Alla fine del 2011 una nuova riforma pensionistica ha avuto luogo in Italia, come primo atto del governo Monti. Essa prevede una drastica stretta sui requisiti per il pensionamento, con l’obiettivo di contribuire in maniera significativa al risanamento del bilancio pubblico.
Alcuni aspetti della riforma, che è stata realizzata con procedura d’urgenza in una fase di acuta crisi finanziaria, evidenziano però la necessità di ulteriori interventi, che assicurino la compatibilità col contesto macroeconomico e rendano coerente il disegno complessivo del sistema pensionistico. Qui sviluppiamo alcune considerazioni in merito alla risposta di produttività e occupazione totale al prolungamento della vita lavorativa, ad alcuni meccanismi di incentivo e ad alcuni aspetti distributivi. Esse si basano su risultati ottenuti col modello di microsimulazione dinamico CAPP_DYN (www.capp.unimore.it) e sono di carattere strettamente personale.
La riforma Monti-Fornero (d’ora in poi MF) introduce una serie di importanti modifiche all’assetto normativo del sistema pensionistico italiano.

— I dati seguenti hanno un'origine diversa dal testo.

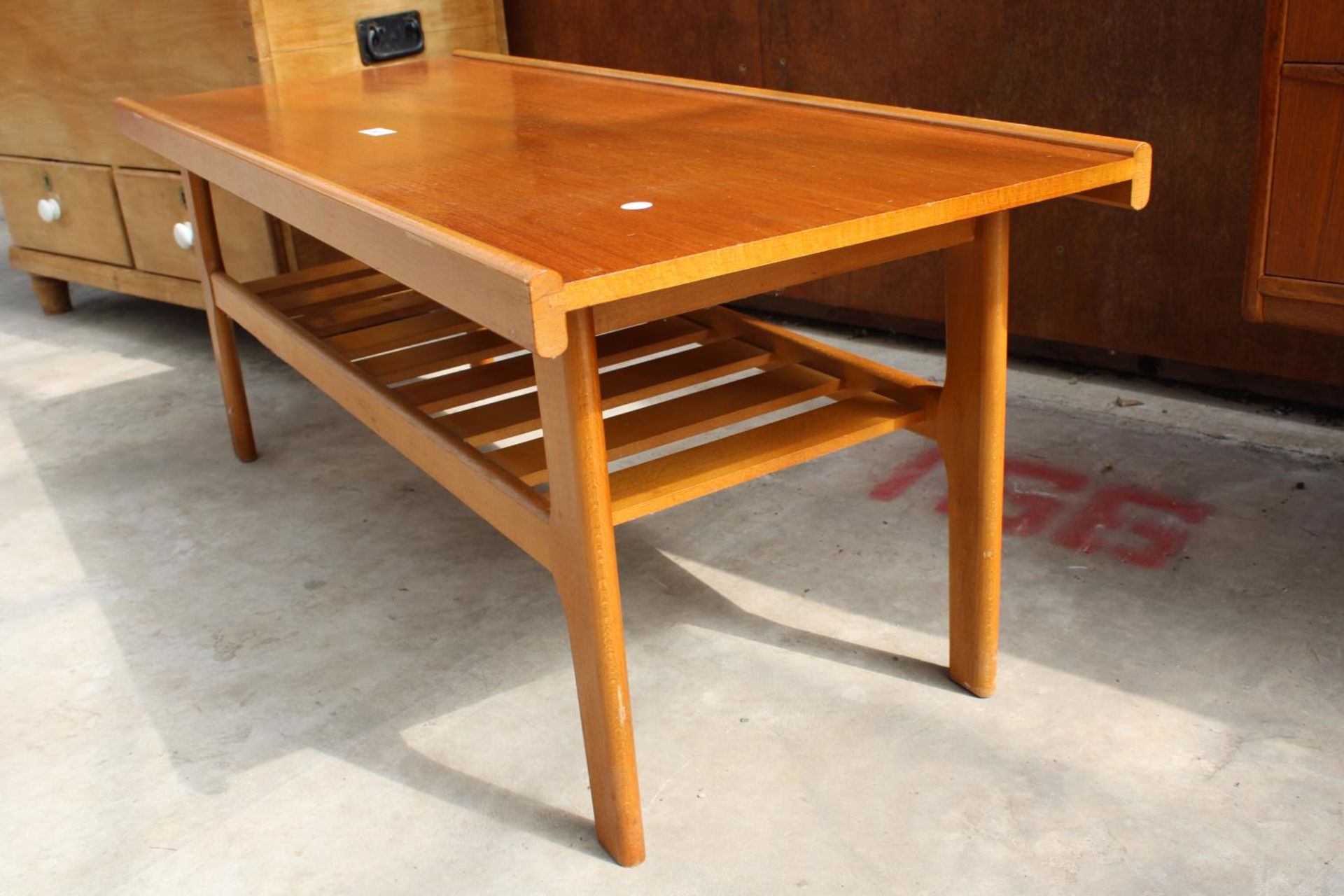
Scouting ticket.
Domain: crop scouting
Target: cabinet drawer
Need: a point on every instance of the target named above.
(152, 204)
(89, 222)
(1306, 227)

In estrema sintesi, essa prevede: a) l’innalzamento e la progressiva omogeneizzazione dell’età di pensionamento per vecchiaia, che dal 2018 sarà uguale per tutti i lavoratori e pari a 66 anni e 7 mesi (allo stesso valore viene anche portato il requisito di età per l’assegno sociale); b) l’abolizione delle pensioni di anzianità, sostituite da una pensione anticipata, cui è possibile accedere dal 2012 solo al raggiungimento di un’anzianità contributiva di 42 anni e un mese per gli uomini e 41 anni e un mese per le donne (requisiti ulteriormente aumentati nel 2013 e 2014), con penalizzazione in caso di pensionamento prima dei 62 anni; c) l’applicazione della regola contributiva, sia pur pro-rata, a partire dalle anzianità maturate dal 2012, anche ai lavoratori che nel 1995 avevano raggiunto i 18 anni di contribuzione ed avevano, perciò, mantenuto il regime retributivo di calcolo della pensione; d) l’aumento, da 5 a 20 anni, del requisito contributivo minimo per la maturazione del diritto alla pensione nel sistema contributivo e la previsione che, al momento del pensionamento, il trattamento maturato debba essere pari ad almeno 1,5 volte l’importo dell’assegno sociale, in mancanza di uno dei due requisiti il lavoratore dovendo rimanere in servizio fino a 70 anni; e) la possibilità, solo per i lavoratori interamente assoggettati al regime contributivo, di accedere al pensionamento anticipato a 63 anni, a condizione che l’importo del trattamento pensionistico maturato sia pari ad almeno 2.8 volte l’assegno sociale; f) l’adeguamento automatico, con cadenza biennale, di tutti i parametri di età e contribuzione alle variazioni della speranza di vita.